Emploi d'Avenir / EAV : L'emploi d'avenir (EAV) est un contrat d'aide à l'insertion destiné aux jeunes particulièrement éloignés de l'emploi, en raison de leur défaut de formation ou de leur origine géographique. Il comporte des engagements réciproques entre le jeune, l'employeur et les pouvoirs publics, susceptibles de permettre une insertion durable du jeune dans la vie professionnelle. À partir de 2018, seules les reconductions d’anciens emplois d’avenir sont autorisées.

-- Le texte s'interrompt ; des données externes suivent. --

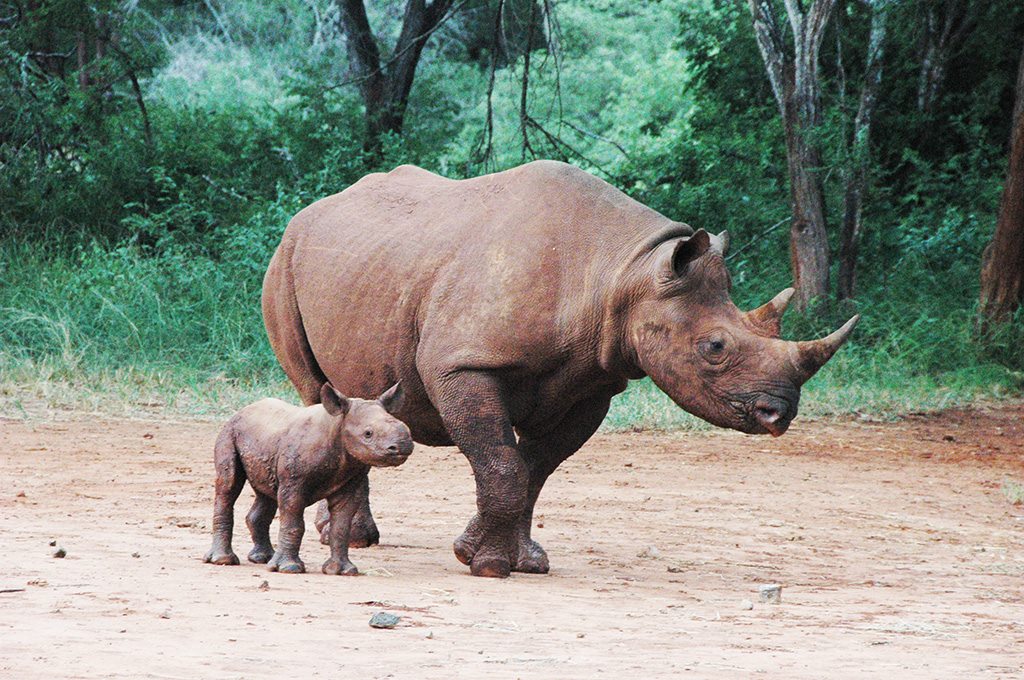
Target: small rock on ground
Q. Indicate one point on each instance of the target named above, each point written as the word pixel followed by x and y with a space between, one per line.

Parcours contractualisé d’accompagnement vers l’emploi et l’autonomie (PACEA) : Créé en août 2016, le PACEA est le nouveau cadre contractuel de l’accompagnement des jeunes par les missions locales. Il concerne tous les jeunes de 16 à 25 ans révolus.
Le PACEA est constitué de phases d’accompagnement successives qui peuvent s’enchaîner pour une durée maximale de 24 mois consécutifs.
En fonction de la situation et des besoins de l’intéressé, le bénéfice d’une allocation peut être accordé à un jeune intégrant un PACEA. Elle est destinée à soutenir ponctuellement la démarche d’insertion du jeune vers et dans l’emploi et l’autonomie. Le montant mensuel de l’allocation ne peut pas excéder le montant mensuel du revenu de solidarité active (RSA) hors forfait logement. Au 1ᵉʳ avril 2018, cela correspond à un montant de 484,82 €.